A source close to Russian intelligence, Gennady Sokolov, told Komsomolskaya Pravda of his assurances by the FSB on the matter.

“If the KGB had a task to work with a 19-year-old unknown young man Cameron, there would have remained certain paperwork on this matter.

“We have cautiously asked well-informed people if there is a file on Cameron in KGB archives. We got a definite reply that there is no such file in the archives, and there was no such file earlier. The KGB was not working on Cameron.”

“The pair planned to buy some foreign stuff like jeans to resell them later and, after all, to make friends with two nice looking British guys – there was also a gay motive”.

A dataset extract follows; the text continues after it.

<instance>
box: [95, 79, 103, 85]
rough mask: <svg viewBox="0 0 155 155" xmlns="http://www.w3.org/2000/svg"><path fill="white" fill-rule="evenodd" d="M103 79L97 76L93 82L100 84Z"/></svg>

Mr Cameron attended Oxford University, and although Russian security services did indeed target Oxford and Cambridge after the Second World War and throughout the Cold War, it is unlikely that such recruitment would have taken place in Moscow, where Mr Cameron spent some of his gap year.

Some, however, may believe that David Cameron’s actions in government have benefitted the Russians anyway. Cutting UK defence spending, undermining the institution of marriage, and increasing Britain’s debt are all things that the Soviet Union wanted Britain to undergo at the time.